Bu hadisi okurken hep kendilerinin hak üzerinde olduklarını ifade edip kendileri dışındaki diğer fırkaları şirk ve delaletle itham ederler. Bununla Müslümanlar arasında tefrika koyup kendilerini üstün göstermeye çalışıyorlardı. Onlar bu hadisi bahane ederek bu tür tavırları sergiliyorlardı. Halbuki hadis üç farklı şekilde rivayet edilmiştir. Allah ve Resulü hiçbir ayet ve hadiste Müslümanları ayrılık ve fırkalara sevk etmemiştir. Tabi bu vaazlarıyla kendileri dışındaki diğer Müslümanları incitiyorlardı.

Özellikle şirkle ilgili yaptıkları vaazlar diğer Müslümanları derinden yaralıyordu. Onlara niçin diğer Müslümanları hor ve hakir görüp şirkle itham ediyorsunuz dediğimizde, onlar şöyle cevap veriyorlardı: hayır siz de Ehl-i Sünnet’siniz deyip bizi geçiştirmeye çalışıyorlardı. Bir de Vahabilik ile ilgili kitap ve kitapçıkları başka dillere tercüme ederek tüm Müslümanlara dağıtıyorlardı.

Onlar bilmeli ki bu ayrımcılık ve tekfir anlayışı onların gençlerine büyük felaketler doğuracaktır. Hele günümüzde dış güçlerin rahat bir şekilde İslam adı altında terörizmi çıkarmaları, Vahabilerin Müslümanları terör tuzağına daha kolay düşürmesine sebebiyet verir. Çünkü tekfircilik ruhu bütün Müslümanları hatalı görüp onları düşman sayar.

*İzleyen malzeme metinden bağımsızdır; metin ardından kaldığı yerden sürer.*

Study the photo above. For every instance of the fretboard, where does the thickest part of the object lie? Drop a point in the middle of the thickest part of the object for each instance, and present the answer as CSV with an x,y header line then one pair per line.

Hac, toplumsal bütünleşme ve kaynaşmadır. Hac, mahşeri kalabalıkla mahşerin dünyadaki bir provasıdır. Her milletten, ırktan ve renkten insanların bir araya gelmesi; beyaz ihramlar içinde namaz kılıp tavaf etmesi insana eşitlik duygusunu yaşatır. Ayrıca bazı kişilerde var olan ırkçılık hastalığını da bir anlamda terbiye eder. Hac, mali ve bedeni bir ibadet olduğu gibi tarihsel, toplumsal, siyasal ve ekonomik özellikler taşımaktadır. Çünkü insan hacda başka toplumlarla tanışır. Onlardan farklı kültür ve bilgiler elde eder. Aynı zamanda yardıma muhtaç olan kişilerin de ihtiyaçları giderilir.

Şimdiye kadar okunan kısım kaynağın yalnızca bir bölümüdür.